Escribió un tratado musical, donde relaciona la creación del mundo como obra musical. La música no es sino el orden que rige a las cosas. La música es como jeroglífico del universo. Esta idea se expresó en sor Juana, quien escribe un libro musical, hoy lamentablemente desaparecido: El caracol.
Kircher se cuidaba de la Inquisición, pues vivía en Roma, ciudad donde habían quemado a Giordano Bruno en 1600 y condenado a Galileo. El neoplatonismo que profesaba el sacerdote jesuita cambió nuestra del mundo. Siempre se dice, arguye Octavio Paz, que el responsable de tamaño cambio fueron Copérnico, Kepler y Galileo, pero según historiadores modernos, Arthur Lovejoy (1873-1962) entre ellos, el verdadero artífice de esa transformación fue el neoplatonismo, corriente de pensamiento perseguida en la Edad Media, pero que resucita con gran ímpetu en el siglo XV. Al negar la Escolástica, dibujó una idea del mundo que se enlaza con la nueva física y cosmografía de la primera modernidad.

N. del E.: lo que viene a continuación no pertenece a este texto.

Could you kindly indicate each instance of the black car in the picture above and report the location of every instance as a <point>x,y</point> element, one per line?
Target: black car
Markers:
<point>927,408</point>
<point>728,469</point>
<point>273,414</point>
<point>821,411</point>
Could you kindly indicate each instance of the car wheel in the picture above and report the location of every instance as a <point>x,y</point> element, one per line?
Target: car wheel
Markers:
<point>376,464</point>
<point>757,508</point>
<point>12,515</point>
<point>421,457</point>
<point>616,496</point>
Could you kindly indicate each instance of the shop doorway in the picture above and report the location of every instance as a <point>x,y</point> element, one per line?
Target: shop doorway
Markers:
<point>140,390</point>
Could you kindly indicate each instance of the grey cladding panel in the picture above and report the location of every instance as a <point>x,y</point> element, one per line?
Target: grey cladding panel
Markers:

Al padre Atanasio Kircher, “Maestro de las cien artes”, seguidor entusiasta de la tradición hermética neoplatónica del Renacimiento, debe vérsele como lo que verdaderamente fue: precursor de la ciencia moderna, una responsabilidad que se nos ha olvidado, lamentablemente. Quizás pese en este jucio valorativo negativo sobre su figura a que su contemporáneo René Descartes lo calificá de “charlatán con una imaginación aberrante”. Tenía entre sus lectores a las eminencias de su siglo: Locke, Huygens, Espinoza o Leibniz; y por supuesto, Descartes. Creía en unicornios, grifos y dragones. Al menos, a su favor hay que decir que negó expresamente la existencia de tortugas aladas y gatos voladores.
Hubo que esperar más de un siglo para que otro hombre tan obsesionado por saberlo todo naciera: el británico Thomas Young (1773-1829), un precursor de la mecánica cuántica del siglo XX. De él hablaremos en otra oportunidad.